Heck, the vaccines were developed within about a day of the virus genome being made public. That raises a question: how much of that testing time can be shaved off for a new mRNA vaccine? But a major problem is that even if there’s no testing time required at all, it still needs to be manufactured and distributed. Given that Texas and Mississippi are now headed towards mass infections, it’s quite likely new variants will be cropping up faster than you can make and distribute the vaccines for the previous variants.
Boosters for variants are already in a much faster approval pipeline. Once the platform is judged safe and effective, minor tweaks don’t need as much evidence to show that they will be too. Moderna is testing a 1/4 dose booster, which, if it works, will effectively quadruple manufacturing. It’ll still need to be distributed (if necessary) but it should be able to be targeted to regions where the variant is prevalent.
Honestly, though, people worry too much about variants. If scientists start calling something COVID-21, start worrying; until then, the evidence says our current vaccination plan will do the job.
Will it, though? Covid requires high immunization numbers for herd immunity, and in between the effectiveness of the vaccines in general, the effectiveness vs. the variants, and the huge number of people refusing vaccines, we’re very, very far from the vaccination plan doing the job. (That last factor alone scuppers the plan.)

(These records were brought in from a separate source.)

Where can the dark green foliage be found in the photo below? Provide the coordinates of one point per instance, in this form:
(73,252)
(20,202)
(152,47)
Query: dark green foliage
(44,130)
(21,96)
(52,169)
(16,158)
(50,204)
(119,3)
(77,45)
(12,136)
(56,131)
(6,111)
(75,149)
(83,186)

Plus, I know there’s a lot of worry about recombinations, which is already happening with new variants, no less.
Vaccine hesitancy has been dropping across the board and will continue to do so as people see their neighbors vaccinated with no ill effects and advocacy efforts roll out. 70% are already willing; that’ll probably go up to 75-80%. 30% of people already have some immunity from prior infection, We don’t need to reach 100% herd immunity for COVID to become the flu.